While it’s long been known that exercise can prolong life, until now it was assumed that benefit came only with at least 75 minutes of vigorous activity per week.

For the new study, researchers followed 55,137 adults aged 18 to 100 at the beginning of the study for an average of 15 years. At the outset none of the study participants reported having a heart attack, a stroke, or cancer. By the end of the study, 3,413 volunteers had died, 1,217 of them from heart attack or stroke. Those who ran even a little bit were less at risk.

The new results are good news to Lauren Rubinstein, a 34-year-old mother of two with a hectic life. Rubinstein runs with some friends who are signed up with a group called “Moms in Training.”

“Finding time to exercise is quite challenging,” Rubinstein said. “Being busy like myself, it is good to know that even a short amount of time will keep me healthy.”

The observational study doesn’t prove that low levels of running make your heart healthier, said Dr.

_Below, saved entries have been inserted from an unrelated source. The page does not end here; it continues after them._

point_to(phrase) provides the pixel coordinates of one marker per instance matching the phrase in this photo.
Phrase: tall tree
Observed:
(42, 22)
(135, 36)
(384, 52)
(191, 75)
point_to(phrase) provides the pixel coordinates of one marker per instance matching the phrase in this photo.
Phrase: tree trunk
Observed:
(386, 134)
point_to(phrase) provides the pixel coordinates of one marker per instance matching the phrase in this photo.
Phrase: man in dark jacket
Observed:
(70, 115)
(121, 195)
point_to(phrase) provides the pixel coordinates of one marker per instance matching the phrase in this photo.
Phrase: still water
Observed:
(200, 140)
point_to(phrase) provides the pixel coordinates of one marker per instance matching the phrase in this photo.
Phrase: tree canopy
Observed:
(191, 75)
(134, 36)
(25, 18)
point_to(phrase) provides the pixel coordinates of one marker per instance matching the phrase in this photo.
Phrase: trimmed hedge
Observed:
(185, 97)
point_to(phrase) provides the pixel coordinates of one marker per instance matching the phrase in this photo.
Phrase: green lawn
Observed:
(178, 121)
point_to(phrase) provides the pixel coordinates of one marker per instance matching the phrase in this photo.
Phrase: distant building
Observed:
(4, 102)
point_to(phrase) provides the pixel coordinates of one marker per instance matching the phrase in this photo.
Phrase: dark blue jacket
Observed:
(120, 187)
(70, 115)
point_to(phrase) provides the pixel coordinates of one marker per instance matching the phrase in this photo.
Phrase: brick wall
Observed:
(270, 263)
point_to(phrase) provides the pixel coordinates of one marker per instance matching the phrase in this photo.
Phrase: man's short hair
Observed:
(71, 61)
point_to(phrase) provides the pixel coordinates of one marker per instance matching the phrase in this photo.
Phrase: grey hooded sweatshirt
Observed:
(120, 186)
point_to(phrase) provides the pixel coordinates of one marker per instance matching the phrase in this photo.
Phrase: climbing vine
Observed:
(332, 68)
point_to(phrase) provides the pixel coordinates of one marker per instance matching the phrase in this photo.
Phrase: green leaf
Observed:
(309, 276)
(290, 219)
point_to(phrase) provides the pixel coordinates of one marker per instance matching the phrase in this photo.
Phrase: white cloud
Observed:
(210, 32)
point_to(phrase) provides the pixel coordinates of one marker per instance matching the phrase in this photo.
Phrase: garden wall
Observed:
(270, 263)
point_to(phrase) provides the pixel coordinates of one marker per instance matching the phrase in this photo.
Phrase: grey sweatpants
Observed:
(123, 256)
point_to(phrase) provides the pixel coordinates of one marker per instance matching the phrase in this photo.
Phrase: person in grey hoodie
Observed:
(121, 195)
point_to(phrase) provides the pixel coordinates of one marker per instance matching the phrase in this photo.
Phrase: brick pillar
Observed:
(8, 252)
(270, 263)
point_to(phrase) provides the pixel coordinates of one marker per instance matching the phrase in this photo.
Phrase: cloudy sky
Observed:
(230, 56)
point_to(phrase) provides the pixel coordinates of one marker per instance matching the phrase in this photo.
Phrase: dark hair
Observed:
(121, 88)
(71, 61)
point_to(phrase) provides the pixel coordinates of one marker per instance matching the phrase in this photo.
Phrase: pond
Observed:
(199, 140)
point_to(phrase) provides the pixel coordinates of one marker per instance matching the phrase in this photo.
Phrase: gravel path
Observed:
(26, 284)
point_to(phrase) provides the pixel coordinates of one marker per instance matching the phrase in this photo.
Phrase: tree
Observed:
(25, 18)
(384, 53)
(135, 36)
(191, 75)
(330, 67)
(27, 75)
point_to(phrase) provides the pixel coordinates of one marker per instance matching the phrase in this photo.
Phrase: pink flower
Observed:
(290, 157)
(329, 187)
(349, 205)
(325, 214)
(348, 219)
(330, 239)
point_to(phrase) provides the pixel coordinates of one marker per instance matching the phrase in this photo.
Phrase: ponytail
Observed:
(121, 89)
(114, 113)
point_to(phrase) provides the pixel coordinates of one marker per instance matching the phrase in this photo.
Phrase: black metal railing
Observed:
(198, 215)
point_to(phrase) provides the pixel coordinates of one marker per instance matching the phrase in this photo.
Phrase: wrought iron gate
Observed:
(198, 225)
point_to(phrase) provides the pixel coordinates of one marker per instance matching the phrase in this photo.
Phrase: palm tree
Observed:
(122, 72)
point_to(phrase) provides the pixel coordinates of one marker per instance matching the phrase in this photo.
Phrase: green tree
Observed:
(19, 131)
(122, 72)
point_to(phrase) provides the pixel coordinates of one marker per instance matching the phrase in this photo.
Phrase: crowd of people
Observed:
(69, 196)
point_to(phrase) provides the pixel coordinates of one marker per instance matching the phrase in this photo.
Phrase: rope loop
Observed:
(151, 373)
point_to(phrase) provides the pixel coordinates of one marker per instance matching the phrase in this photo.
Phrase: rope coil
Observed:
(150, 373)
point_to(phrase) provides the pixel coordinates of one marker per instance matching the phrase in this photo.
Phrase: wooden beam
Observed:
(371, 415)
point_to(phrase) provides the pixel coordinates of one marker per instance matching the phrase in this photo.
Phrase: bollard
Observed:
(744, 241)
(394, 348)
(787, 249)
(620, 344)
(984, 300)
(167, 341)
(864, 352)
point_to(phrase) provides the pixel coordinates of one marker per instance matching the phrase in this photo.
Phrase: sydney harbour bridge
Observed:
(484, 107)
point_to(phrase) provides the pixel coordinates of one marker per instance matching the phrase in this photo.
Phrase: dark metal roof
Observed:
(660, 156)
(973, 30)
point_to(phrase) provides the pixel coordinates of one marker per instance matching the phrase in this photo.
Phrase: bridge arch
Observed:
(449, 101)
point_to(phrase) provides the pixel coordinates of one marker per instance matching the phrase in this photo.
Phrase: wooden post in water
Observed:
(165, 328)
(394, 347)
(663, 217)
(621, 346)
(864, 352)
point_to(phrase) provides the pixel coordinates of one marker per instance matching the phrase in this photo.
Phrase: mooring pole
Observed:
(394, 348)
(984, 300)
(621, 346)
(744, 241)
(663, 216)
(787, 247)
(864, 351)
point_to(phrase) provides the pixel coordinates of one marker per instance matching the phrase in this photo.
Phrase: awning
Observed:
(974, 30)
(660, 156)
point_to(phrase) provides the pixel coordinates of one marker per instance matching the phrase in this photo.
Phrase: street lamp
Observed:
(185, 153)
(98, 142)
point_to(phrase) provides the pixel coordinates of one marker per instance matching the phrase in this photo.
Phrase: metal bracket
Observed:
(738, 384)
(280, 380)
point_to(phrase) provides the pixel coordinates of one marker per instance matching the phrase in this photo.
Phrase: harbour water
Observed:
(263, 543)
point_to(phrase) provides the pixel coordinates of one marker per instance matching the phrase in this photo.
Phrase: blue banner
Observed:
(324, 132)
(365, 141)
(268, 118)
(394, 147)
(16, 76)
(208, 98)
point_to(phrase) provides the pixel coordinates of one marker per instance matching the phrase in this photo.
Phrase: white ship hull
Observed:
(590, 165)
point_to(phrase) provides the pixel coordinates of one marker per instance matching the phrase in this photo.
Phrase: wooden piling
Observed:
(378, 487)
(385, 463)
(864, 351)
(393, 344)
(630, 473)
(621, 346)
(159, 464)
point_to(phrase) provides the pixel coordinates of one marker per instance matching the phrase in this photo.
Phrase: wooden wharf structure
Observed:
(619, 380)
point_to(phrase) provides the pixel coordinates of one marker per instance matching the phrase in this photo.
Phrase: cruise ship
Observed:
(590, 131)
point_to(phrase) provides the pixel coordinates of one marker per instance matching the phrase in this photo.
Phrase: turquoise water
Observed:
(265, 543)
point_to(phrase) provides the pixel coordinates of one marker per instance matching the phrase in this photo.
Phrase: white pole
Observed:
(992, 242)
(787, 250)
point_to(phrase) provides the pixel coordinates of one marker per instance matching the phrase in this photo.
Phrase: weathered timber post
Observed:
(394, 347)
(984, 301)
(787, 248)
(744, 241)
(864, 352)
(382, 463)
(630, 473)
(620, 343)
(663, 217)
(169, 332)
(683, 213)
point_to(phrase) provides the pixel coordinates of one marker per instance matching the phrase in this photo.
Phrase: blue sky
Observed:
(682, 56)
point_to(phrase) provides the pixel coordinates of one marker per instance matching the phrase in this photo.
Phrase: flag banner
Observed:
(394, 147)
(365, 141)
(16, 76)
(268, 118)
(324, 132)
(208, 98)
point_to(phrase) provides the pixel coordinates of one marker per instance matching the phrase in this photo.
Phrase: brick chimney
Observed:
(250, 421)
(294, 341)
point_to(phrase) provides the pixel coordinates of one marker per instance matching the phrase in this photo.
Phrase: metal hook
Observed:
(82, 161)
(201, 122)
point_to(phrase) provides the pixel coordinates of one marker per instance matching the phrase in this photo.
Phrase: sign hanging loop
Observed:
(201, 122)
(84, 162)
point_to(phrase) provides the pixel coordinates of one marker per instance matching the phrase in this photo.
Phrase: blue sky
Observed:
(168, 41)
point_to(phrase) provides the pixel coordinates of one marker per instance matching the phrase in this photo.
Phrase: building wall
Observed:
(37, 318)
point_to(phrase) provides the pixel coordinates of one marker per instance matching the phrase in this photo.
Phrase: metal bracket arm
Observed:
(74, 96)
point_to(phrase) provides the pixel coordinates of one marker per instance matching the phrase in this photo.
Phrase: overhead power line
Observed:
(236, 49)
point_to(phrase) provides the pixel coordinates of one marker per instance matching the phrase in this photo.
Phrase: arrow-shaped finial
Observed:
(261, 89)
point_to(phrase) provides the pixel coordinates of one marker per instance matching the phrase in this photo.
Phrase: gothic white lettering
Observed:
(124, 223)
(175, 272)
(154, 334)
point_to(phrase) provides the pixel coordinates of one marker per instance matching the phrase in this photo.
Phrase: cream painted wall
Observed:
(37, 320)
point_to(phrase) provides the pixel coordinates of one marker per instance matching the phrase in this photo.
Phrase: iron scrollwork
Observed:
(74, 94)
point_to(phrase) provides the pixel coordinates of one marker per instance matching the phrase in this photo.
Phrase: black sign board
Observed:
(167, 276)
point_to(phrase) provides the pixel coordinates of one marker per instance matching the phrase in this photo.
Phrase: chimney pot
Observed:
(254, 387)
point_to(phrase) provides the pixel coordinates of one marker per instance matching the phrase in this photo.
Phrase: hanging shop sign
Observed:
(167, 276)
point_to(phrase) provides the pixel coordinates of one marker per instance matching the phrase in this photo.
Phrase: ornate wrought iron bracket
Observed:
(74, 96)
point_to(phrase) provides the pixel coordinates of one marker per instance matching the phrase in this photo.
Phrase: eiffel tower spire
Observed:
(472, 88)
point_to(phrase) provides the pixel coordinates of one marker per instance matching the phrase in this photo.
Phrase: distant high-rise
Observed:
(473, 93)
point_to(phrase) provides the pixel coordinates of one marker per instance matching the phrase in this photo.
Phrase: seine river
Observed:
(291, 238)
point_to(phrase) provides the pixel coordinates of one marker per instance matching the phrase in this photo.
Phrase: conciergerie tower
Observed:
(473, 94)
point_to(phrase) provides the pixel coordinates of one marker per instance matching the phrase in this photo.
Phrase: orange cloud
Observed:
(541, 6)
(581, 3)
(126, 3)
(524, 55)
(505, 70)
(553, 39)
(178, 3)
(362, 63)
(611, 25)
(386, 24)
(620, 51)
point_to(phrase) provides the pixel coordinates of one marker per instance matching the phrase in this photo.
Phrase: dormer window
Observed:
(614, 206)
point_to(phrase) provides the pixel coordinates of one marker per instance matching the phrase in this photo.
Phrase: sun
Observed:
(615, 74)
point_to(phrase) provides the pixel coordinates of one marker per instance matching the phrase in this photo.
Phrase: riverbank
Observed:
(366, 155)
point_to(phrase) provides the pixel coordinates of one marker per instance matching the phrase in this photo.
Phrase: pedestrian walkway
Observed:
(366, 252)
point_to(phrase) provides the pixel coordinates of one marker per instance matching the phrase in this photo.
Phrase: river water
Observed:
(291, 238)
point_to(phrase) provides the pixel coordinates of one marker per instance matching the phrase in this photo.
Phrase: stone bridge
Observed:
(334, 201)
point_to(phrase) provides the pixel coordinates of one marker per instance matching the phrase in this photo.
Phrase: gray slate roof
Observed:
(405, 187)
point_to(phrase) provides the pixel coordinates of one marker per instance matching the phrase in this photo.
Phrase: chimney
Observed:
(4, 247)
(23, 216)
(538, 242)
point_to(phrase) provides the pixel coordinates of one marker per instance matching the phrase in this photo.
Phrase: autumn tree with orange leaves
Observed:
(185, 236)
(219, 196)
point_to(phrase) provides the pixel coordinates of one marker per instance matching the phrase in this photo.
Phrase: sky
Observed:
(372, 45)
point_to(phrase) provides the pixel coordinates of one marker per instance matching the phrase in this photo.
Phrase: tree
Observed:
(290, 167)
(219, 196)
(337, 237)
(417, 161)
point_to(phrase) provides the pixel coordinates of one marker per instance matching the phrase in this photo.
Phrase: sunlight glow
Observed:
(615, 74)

Gregg Fonarow, a professor at the David Geffen School of Medicine at the University of California, Los Angeles and co-director of the UCLA Preventive Cardiology Program.

Still, he said, “this and prior research does suggest that there may be important health benefits that can be achieved by sedentary adults becoming active, such as beginning and staying with a low level running program. Even at a low level of running — only 30 minutes a week and less than 6 miles an hour— an associated benefit was observed.”

It may only take minimal activity to change the way our bodies behave, said Dr. Vonda Wright, an orthopedic surgeon and medical director for the University of Pittsburgh Medical Center’s Lemieux Sports Complex.

“There is a misconception that you have to be a marathon runner to have an effect on health,” Wright said. “But that is not true. It may be that a very small daily investment makes a difference — and purposeful choices.”

Wright suspects these small amounts of exercise are enough to wake our bodies from hibernation mode.

“On a genetic level we are programed to move,” she explained. “Our bodies don’t know whether we are hunting and gathering right outside the cave or having to travel long distances to find food. Moving around keeps the genes that transcribe for mobility and muscle and bone health turned on. If our bodies perceive that we are just sitting around, it’s as if we are waiting for winter to be over and we go into storage mode.”